In the case of an insured plan, the maximum amount reasonably available shall be determined on the basis of the underlying coverage.
(d) Contributions to health savings accounts.
(1) In general. In the case of an employee who is an eligible individual (as defined in section 223(c)(1)), amounts contributed by such employee's employer to any health savings account (as defined in section 223(d)) of such employee shall be treated as employer-provided coverage for medical expenses under an accident or health plan to the extent such amounts do not exceed the limitation under section 223(b) (determined without regard to this subsection) which is applicable to such employee for such taxable year.
(2) Special rules. Rules similar to the rules of paragraphs (2), (3), (4), and (5) of subsection (b) shall apply for purposes of this subsection.
(e) FSA and HRA terminations to fund HSAs.
(1) In general. A plan shall not fail to be treated as a health flexible spending arrangement or health reimbursement arrangement under this section or section 105 merely because such plan provides for a qualified HSA distribution.
(2) Qualified HSA distribution. The term "qualified HSA distribution" means a distribution from a health flexible spending arrangement or health reimbursement arrangement to the extent that such distribution--
(A) does not exceed the lesser of the balance in such arrangement on September 21, 2006, or as of the date of such distribution, and
(B) is contributed by the employer directly to the health savings account of the employee before January 1, 2012.
Such term shall not include more than 1 distribution with respect to any arrangement.
(3) Additional tax for failure to maintain high deductible health plan coverage.
(A) In general. If, at any time during the testing period, the employee is not an eligible individual, then the amount of the qualified HSA distribution--
(i) shall be includible in the gross income of the employee for the taxable year in which occurs the first month in the testing period for which such employee is not an eligible individual, and
(ii) the tax imposed by this chapter for such taxable year on the employee shall be increased by 10 percent of the amount which is so includible.
(B) Exception for disability or death. Clauses (i) and (ii) of subparagraph (A) shall not apply if the employee ceases to be an eligible individual by reason of the death of the employee or the employee becoming disabled (within the meaning of section 72(m)(7)).

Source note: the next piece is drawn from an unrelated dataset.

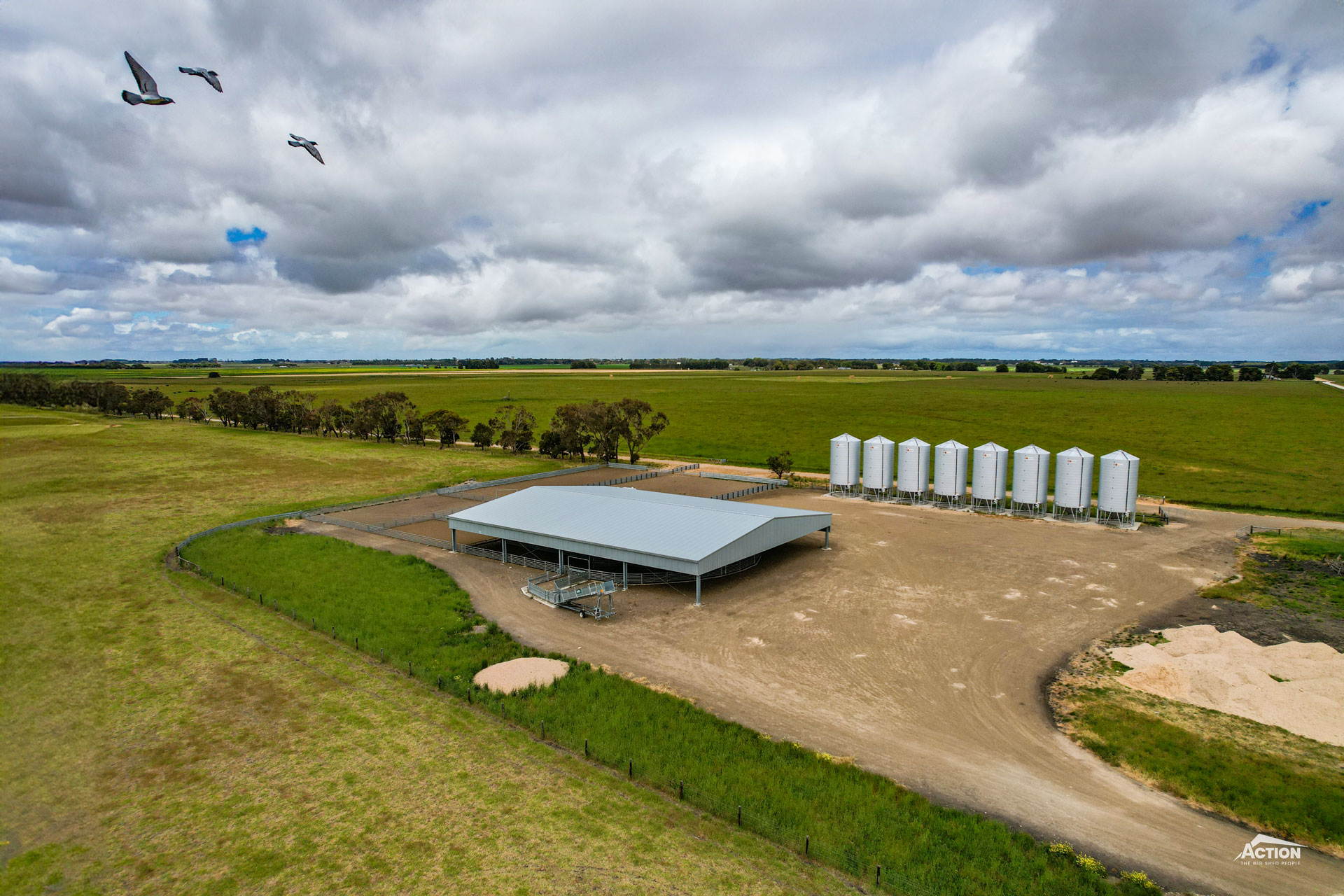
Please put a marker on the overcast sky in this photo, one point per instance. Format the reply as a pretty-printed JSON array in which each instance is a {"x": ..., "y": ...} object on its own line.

(4) Definitions and special rules. For purposes of this subsection--
(A) Testing period. The term testing period means the period beginning with the month in which the qualified HSA distribution is contributed to the health savings account and ending on the last day of the 12th month following such month.
(5) Tax treatment relating to distributions. For purposes of this title--
(A) In general. A qualified HSA distribution shall be treated as a payment described in subsection (d).

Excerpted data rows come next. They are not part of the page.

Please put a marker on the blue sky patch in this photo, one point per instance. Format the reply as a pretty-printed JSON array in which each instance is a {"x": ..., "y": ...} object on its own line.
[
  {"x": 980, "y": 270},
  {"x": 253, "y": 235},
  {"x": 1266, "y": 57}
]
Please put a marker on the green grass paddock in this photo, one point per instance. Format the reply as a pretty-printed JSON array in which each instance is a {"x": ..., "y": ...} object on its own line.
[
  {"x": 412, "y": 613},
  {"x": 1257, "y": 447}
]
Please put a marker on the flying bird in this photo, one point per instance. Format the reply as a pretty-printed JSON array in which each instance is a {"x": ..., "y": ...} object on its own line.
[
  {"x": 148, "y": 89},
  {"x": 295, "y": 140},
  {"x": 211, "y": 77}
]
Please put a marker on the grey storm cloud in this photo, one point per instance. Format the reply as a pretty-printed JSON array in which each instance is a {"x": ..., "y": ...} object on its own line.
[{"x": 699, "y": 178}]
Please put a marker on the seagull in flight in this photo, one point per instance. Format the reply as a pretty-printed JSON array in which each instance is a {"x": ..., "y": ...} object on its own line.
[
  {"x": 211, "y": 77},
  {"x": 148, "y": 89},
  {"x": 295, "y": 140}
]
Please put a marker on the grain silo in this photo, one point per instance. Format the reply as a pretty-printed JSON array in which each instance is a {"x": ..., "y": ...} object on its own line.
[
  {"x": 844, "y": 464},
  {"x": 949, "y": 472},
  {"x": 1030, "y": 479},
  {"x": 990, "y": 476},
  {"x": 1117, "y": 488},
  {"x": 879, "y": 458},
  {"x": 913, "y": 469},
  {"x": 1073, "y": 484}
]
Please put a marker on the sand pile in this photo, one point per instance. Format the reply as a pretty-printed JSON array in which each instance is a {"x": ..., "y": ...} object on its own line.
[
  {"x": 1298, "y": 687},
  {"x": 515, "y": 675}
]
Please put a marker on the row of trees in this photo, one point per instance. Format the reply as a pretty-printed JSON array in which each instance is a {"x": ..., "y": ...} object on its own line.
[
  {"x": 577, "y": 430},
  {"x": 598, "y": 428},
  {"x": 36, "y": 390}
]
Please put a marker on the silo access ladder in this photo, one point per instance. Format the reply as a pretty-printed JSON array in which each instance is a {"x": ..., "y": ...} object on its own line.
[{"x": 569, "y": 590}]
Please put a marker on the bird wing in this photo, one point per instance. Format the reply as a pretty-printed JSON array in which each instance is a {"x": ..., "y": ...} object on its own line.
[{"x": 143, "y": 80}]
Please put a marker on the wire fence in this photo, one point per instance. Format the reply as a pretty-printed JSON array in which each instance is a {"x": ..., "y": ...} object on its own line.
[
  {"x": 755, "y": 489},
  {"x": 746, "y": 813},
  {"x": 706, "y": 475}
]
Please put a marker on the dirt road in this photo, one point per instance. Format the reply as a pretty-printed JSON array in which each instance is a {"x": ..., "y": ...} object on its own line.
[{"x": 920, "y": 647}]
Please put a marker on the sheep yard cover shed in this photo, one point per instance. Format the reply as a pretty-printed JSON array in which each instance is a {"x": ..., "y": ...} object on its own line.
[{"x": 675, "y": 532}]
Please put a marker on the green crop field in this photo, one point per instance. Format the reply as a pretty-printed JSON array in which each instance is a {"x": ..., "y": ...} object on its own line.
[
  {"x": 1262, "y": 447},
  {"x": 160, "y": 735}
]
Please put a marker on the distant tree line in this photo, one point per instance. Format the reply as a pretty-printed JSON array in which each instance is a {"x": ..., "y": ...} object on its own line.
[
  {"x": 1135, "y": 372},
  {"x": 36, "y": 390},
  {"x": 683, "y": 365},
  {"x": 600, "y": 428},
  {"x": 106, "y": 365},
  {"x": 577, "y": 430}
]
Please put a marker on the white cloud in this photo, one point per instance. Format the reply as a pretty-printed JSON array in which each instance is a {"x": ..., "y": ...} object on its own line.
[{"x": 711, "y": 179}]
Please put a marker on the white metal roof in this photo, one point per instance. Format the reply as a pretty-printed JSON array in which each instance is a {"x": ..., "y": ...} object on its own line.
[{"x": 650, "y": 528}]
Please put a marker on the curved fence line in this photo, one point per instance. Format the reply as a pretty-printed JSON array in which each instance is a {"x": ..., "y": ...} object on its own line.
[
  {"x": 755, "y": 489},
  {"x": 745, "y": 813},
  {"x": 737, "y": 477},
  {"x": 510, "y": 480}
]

(B) Comparability excise tax.
(ii) Failure to offer to all employees. In the case of a qualified HSA distribution to any employee, the failure to offer such distribution to any eligible individual covered under a high deductible health plan of the employer shall (notwithstanding section 4980G(d)) be treated for purposes of section 4980G as a failure to meet the requirements of section 4980G(b).
(f) Reimbursements for menstrual care products. For purposes of this section and section 105, expenses incurred for menstrual care products (as defined in section 223(d)(2)(D)) shall be treated as incurred for medical care.
(g) Qualified small employer health reimbursement arrangement. For purposes of this section and section 105, payments or reimbursements from a qualified small employer health reimbursement arrangement (as defined in section 9831(d)) of an individual for medical care (as defined in section 213(d)) shall not be treated as paid or reimbursed under employer-provided coverage for medical expenses under an accident or health plan if for the month in which such medical care is provided the individual does not have minimum essential coverage (within the meaning of section 5000A(f)).